Entre el 6 y 9 de octubre, 64 personas murieron y 67 desaparecieron en cinco entidades del centro y oriente de México. En la mañanera, la presidenta Claudia Sheinbaum ordenaba: “No digas municipios afectados”. Cuatro palabras que revelan una política, una mentalidad y la verdadera forma de gobernar.
Las lluvias fueron históricas: 540 milímetros en Veracruz, 487 en Puebla. La devastación abarcó el 4 % del territorio nacional. 87 municipios colapsaron, más de 320 mil usuarios quedaron sin luz, mil kilómetros de carreteras fueron destruidos. El país enfrentó una catástrofe humanitaria y el gobierno federal —a seis días de iniciada la tragedia—, un problema comunicativo.
La instrucción presidencial —no mencionar los municipios— no fue un error menor. Fue un reflejo del poder entendido como control del discurso antes que atención a la tragedia. Revela la prioridad presidencial: proteger la narrativa, no a las víctimas. Preservar la imagen presidencial antes que reconocer la magnitud del duelo.
Nombrar los municipios habría implicado dar rostro al desastre. Decir dónde murieron los hijos, las madres, los trabajadores atrapados por los deslaves. Hablar de Puebla o Veracruz no como coordenadas, sino como comunidades heridas. Pero nombrar humaniza, y humanizar obliga a responder. Por eso, el silencio.
En la práctica, la instrucción busca que el desastre no tenga geografía ni responsables. Sustituye “municipios” por “zonas prioritarias”. Disuelve la tragedia en abstracción técnica. Así, 131 vidas dejan de ser un duelo y emergencia nacional y se convierten en un expediente administrado.
Sheinbaum sabía las cifras. Sabía que 87 municipios estaban en emergencia. Aun así, su preocupación fue que nadie los mencionara. No se trata de insensibilidad espontánea, sino de una racionalidad política calculada: el costo reputacional del desastre supera, en su escala de valores, el costo humano.
La presidenta que prometió transparencia total se comporta hoy como quien teme que la verdad le arruine el mensaje. Su respuesta ante la tragedia no fue “¿qué necesitan las víctimas?”, sino “¿qué debemos decir?”. Ese tránsito —del deber al discurso— marca un quiebre ético. El gobierno que calla los nombres de los muertos comienza a tratarlos como un riesgo político.

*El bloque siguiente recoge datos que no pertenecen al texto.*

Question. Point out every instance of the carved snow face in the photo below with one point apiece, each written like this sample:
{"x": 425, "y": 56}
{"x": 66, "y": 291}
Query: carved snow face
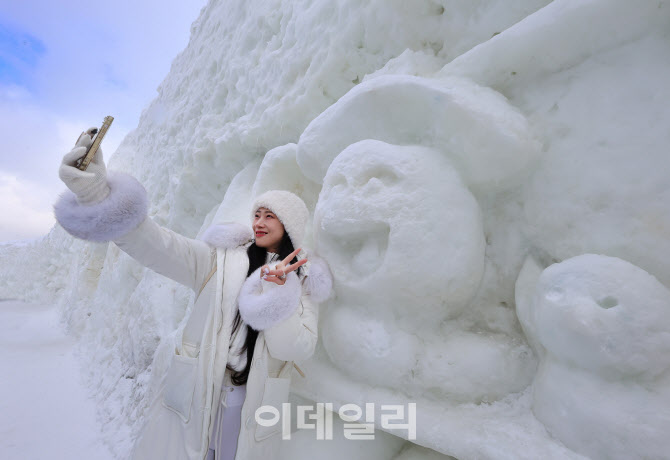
{"x": 400, "y": 231}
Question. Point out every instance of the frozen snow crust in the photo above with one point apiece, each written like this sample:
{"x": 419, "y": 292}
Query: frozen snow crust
{"x": 487, "y": 181}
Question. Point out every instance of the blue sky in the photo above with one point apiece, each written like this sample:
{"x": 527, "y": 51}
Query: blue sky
{"x": 64, "y": 66}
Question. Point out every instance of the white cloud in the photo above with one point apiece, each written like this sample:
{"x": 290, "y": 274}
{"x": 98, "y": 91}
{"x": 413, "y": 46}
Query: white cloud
{"x": 100, "y": 59}
{"x": 25, "y": 209}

Hola, les presento a Claudia: la presidenta que, ante 64 muertos y 67 desaparecidos, pidió ocultar los municipios donde ocurrió la tragedia. La que entiende la comunicación como blindaje, no como rendición de cuentas. La que administra el dolor con cálculo técnico, procurando que el duelo no interrumpa la narrativa del orden.
Porque en el fondo, esto no trata de lenguaje. Trata de poder. Si los municipios tienen nombre, también tienen gobierno, presupuesto, omisiones. Si el desastre tiene geografía, también tiene responsables. Y si los muertos tienen historia, entonces la sociedad puede exigir justicia. El silencio presidencial es una estrategia de impunidad.

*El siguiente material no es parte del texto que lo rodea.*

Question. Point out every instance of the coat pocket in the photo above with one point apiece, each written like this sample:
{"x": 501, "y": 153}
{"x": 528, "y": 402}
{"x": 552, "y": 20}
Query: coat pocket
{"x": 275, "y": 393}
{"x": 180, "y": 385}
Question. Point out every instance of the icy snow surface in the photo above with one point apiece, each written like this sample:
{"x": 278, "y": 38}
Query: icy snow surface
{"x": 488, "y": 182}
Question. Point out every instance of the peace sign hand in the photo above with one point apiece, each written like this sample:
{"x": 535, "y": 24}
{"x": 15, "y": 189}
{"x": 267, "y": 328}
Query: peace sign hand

La historia reciente de México muestra que los gobiernos se definen en las tragedias. Y en esta, Sheinbaum eligió el silencio como política pública. Eligió que el país supiera menos para sentir menos. Eligió proteger la imagen antes que mirar de frente a los deudos.
Por eso, sí: hola, les presento a Claudia. No la profesional racional ni la científica del dato. Sino la presidenta que convirtió 64 muertes en un problema de comunicación. Que prefiere un país sin nombres, sin municipios, sin rostro. Un país donde la muerte, mientras no tenga dirección, tampoco tiene doliente.